El hombre se alejó para ver quién le frenaba la locura, y era Román. El hombre lo abrazó fuerte y Román lo fue llevando de nuevo hacia la masa; el hombre volvió a mirarlo y le decía “Román” y apoyaba su cara contra el pecho del último diez. “Román”, repetía, y volvía a mirarlo y volvía a abrazarlo como un boxeador cansado de pelear. Juan Román Riquelme, envuelto en una nube de gas lacrimógeno, calmó las aguas más temibles y cuidó a sus hinchas. Los genios populares habitan en la calle, en el seno del pueblo eufórico, en el seno de un pueblo quebrado, en el seno de un pueblo triste pero dispuesto a todo.

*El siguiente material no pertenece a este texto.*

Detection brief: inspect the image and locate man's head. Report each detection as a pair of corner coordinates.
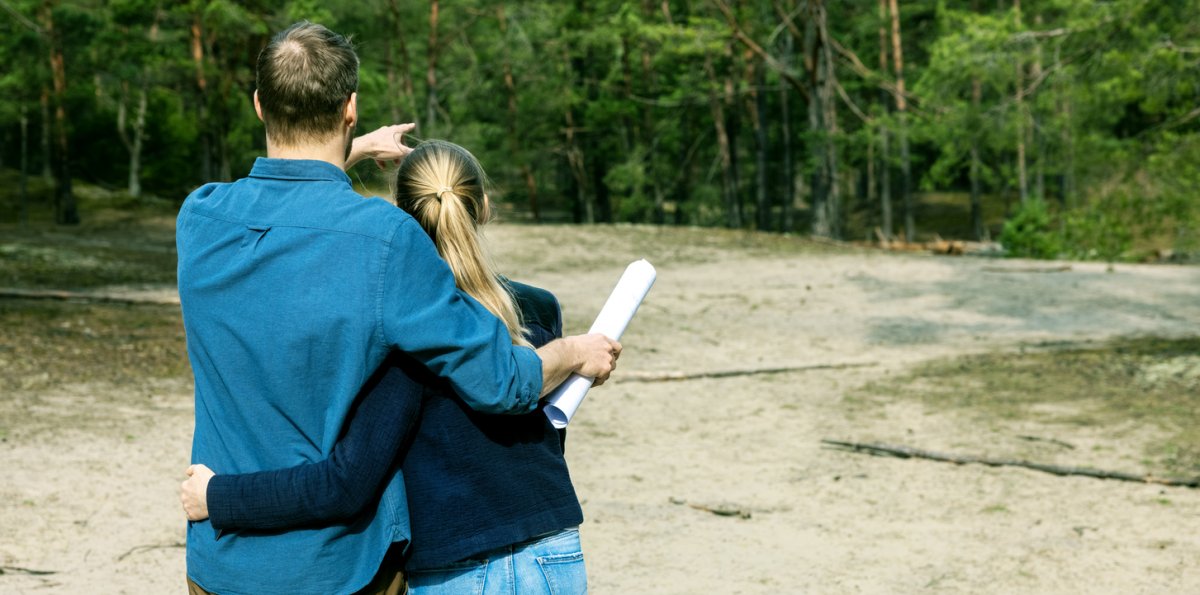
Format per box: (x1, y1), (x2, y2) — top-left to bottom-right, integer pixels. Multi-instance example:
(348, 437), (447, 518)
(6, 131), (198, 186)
(255, 22), (359, 148)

“Yo soy argentino, amo a mi país y a mi club. Pienso que el fútbol es un deporte porque es lo que sentía cuando jugaba, que hay que competir al máximo. Yo deseo que siempre nos vaya bien, esté el presidente que esté. Que podamos mejorar y que todos los argentinos podamos vivir mejor. En estas cosas no me vas a escuchar decir más que eso, yo deseo siempre lo mejor para nuestro país”, señaló horas más tarde Riquelme.